39:42 ALLAH ölümü anında nefsi (bilinci) alır; ölmeyenleri de uyku anında... Hakkında ölüm kararı verdiklerini tutar ve diğerlerini de belli bir süreye kadar salıp gönderir. Düşünen bir topluluk için bunda dersler ve işaretler vardır.
17:85 Sana ruhtan sorarlar. De ki: "Ruh Rabbimden gelir. Size verilen bilgi ise pek azdır."
NOT: "Ruh" kelimesi Türkçe'de Yunan Felsefesinden aktarılan bir anlamda kullanılır. Kuran terminolojisinde "Ruh" vahiy ve Tanrısal bilgi demektir. Ölüm ve uyku anında vücuttan ayrılan şey ise "Nefs", yani bilinç ve kişiliktir (39:42). Vahyi iletmekle görevli olan denetçi Cebrail'in künyesi "Ruhul Kuds" (Kutsal Vahiy) dir (6:102). Tanrı, insan türünü özel bir vahiy ile bilinç ve kişilik sahibi kıldı (15:29; 38:72; 33:9). Sapkıni virüsler ve kötü kullanım yoluyla yozlaşan bilinç ve kişiliğimizin programını Ruh adlı programı beynimize yerleştirerek düzeltebiliriz. Vahiy, genetik yapılarındaki orijinal ruhlarını kaybedenleri diriltir (6:122; 8:24).
Ölümle birlikte Tanrı'nın ana kaydına kopyalanan "nefis" fincanlarla veya benzeri ilkel metotlarla tekrar dünyaya getirilemez. "Ruh çağırma" safların inandığı ve şarlatanların istismar ettiği bir eğlenceden ibarettir.
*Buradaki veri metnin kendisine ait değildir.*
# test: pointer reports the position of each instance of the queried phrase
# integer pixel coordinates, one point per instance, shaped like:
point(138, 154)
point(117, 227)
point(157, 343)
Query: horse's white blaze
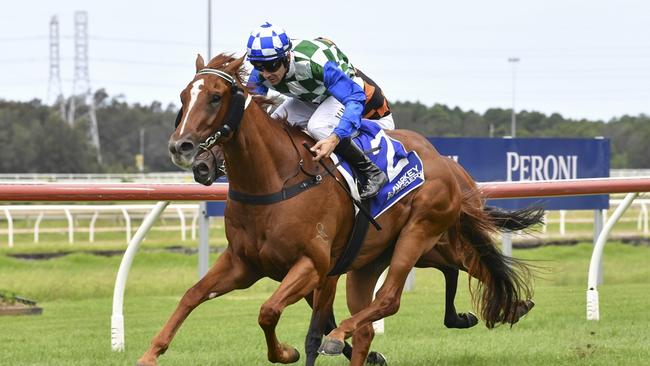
point(194, 94)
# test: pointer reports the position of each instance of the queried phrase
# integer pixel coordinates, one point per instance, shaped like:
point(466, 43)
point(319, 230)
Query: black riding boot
point(374, 177)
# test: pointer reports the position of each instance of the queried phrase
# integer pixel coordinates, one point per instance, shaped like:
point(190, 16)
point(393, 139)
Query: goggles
point(268, 66)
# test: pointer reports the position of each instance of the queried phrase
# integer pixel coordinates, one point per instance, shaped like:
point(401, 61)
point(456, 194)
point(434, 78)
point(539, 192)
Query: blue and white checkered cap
point(267, 42)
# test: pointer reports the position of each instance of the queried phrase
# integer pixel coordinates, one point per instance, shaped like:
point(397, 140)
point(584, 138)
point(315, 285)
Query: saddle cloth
point(404, 169)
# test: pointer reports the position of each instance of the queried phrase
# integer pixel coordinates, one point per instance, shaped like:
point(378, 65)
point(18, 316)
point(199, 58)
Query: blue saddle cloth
point(404, 169)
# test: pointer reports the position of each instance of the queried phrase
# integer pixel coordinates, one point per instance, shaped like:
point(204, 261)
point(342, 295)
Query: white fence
point(70, 212)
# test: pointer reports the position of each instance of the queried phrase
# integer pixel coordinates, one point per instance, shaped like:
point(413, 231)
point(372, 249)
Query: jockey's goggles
point(268, 66)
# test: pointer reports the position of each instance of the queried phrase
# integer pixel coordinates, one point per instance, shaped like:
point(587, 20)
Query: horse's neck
point(260, 157)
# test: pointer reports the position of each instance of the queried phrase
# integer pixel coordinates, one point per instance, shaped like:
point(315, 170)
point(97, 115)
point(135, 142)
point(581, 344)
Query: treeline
point(34, 138)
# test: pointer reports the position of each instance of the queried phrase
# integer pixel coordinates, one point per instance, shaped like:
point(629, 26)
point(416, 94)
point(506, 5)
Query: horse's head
point(212, 107)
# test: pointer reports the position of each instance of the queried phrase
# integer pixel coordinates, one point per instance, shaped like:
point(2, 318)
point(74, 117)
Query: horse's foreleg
point(301, 279)
point(360, 287)
point(227, 274)
point(452, 318)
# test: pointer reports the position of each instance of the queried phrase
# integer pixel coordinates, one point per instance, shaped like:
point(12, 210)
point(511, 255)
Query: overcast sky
point(583, 59)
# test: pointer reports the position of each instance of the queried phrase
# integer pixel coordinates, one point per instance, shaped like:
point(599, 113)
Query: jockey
point(327, 95)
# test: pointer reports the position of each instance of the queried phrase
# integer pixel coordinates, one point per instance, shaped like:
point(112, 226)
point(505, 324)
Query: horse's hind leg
point(410, 246)
point(322, 320)
point(228, 273)
point(452, 318)
point(301, 279)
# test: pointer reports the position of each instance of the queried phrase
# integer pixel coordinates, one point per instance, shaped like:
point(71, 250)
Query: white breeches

Herhangi bir insanın beynindeki özgün nöron örgüsü ve hayat boyu hafızada biriktirilen bilgiler, ileri bir teknolojiyle organik olmayan bir materyale, örneğin bir bilgisayar diskine kaydedilebilir mi? Bir başka deyişle, kişiliği, beynin organik maddesinden "bilgi" olarak soyutlayıp nakledebilir miyiz, koruyabilir miyiz, çoğaltabilir miyiz? Teknolojinin gelişimine bakılırsa, böyle bir şeyin olması olmamasından daha olağan gözüküyor. "Çürüyen kemikler mi diriltilecekmiş?" diye dirilme olayını inkâr eden ateistler, biyolojik ölüm olayıyla herşeyin kaybolmadığını ve insanın bir "bilgi" kümesinden oluştuğunu laboratuvarlarında gördükten sonra bu gerçeği binlerce yıldır elçiler yoluyla bildiren Yüce Tanrı karşısında secdeye varacaklarına, kibir ve gururla inkâra devam edeceklerdir büyük olasılıkla... Kuşkusuz, bu gurur Saat ile son bulacaktır (10:24). Bak 15:29.
ÖZETLE:
Din ve dile giren "ruh" kavramı Yunan felsefesinden aparma bir kavram olup Kuran ve İslam ile bir ilgisi yoktur. Kuran, "ruh" kelimesini sürekli "vahiy" için kullanır. (16:2; 16:102; 17:85; 21:91; 32:9; 40:15; 42:52; 58:22; 66:12; 70:4). Nitekim peygamberlere Allah'ın mesajını vahyeden melek elçi Ruh, Ruhul Kuds (Kutsal Ruh) veya Ruhul Emin (Güvenilir Ruh) diye anılır. (2:87; 4:171; 5:110; 19:17; 21:91; 26:193; 66:12; 70:4; 78:38). Tanrı yaratılışımıza kendi Ruhunu, yani vahyini sokmuştur. (15:29; 32:9; 38:72). Bu ortak vahiy/bilgi ile donatılan biz insanlar ortak bir mantık ile anlaşabiliyor ve Tanrı'nın sözel vahyini aynı mantıkla tanıyıp, inceleyip anlayabiliyoruz. Türkçe'de "ruh" kelimesiyle, uyku anında gecici ve olum aninda ise surekli olarak bedenle ilişkisi kesilen "nefs" amaclanır. (39:42; 23:100; 35:14; 5:117). Nefs, "bilinç" dediğimiz beyindeki "ana program" dır.